To add additional security, we may want to use tunnel mode. With tunnel mode, we’re taking the original IP header and the original data, encrypting that data, and putting it inside of an IPSec header and IPSec trailer. We’re then adding a separate, brand new IP header to the beginning of this, so that anyone looking at this data would have no idea where the original data was really originating from or where it’s going to.
To ensure that everything being sent across the network is being received without any changes, we need to add an authentication header to the IPSec communication. This authentication header includes a hash of everything that’s included in the packet, along with a shared key that is used by both sides of the communication. Very commonly, you would see this added right to the packet header, so that you would have your IPSec header at the beginning, your authentication header, and then the original IP header, and data.
This authentication header authenticates the entire packet that’s sent to the destination device. And when it’s received, that authentication header is examined again, and the destination device can perform exactly the same hash to ensure that the packet that it has received is identical to the packet that was sent.
Of course, we want to be sure that the information we’re sending across the network is encrypted. And we’re able to do that by using the Encapsulation Security Payload, or ESP protocol. There are a number of different mechanisms to be able to provide this encryption, and you can usually configure the method you’d like to use on your IPSec concentrator.
This will provide encryption of your IP header, your data, and the ESP trailer. And it will authenticate everything being sent between the ESP header, all the way through to the ESP trailer. This also, in the case of this tunnel mode, adds the new IP header in the front, and there is an integrity check value on the end to ensure that the packet is received properly on the other side.

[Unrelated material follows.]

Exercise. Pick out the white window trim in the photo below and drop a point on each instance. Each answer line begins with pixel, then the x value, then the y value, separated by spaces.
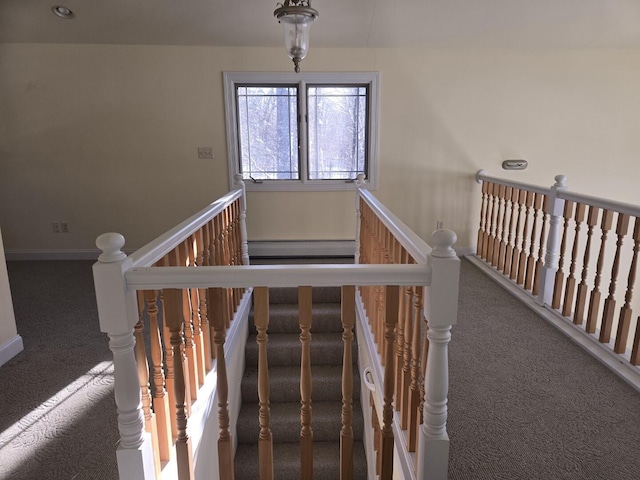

Let’s now combine both the authentication header and the encapsulation security payload, and if we were to send that with transport mode, where we’re using our original IP header, you would see there was an authentication header, and the encapsulation security payload header, along with the integrity check value at the end. More commonly, you would probably see an IPSec tunnel using tunnel mode, along with the authentication header and the ESP header.
You can see that the new IP header, the AH header, and the ESP header are added to the beginning of the packet. We would have our encrypted, original IP header, and encrypted, original data inside of that, and then, at the end, we’d have an ESP trailer. You can see that from the IP header to the ESP trailer is all encrypted, and then the entire packet, from the very beginning to the very end, is authenticated using that combination of authentication header and encapsulation security payload.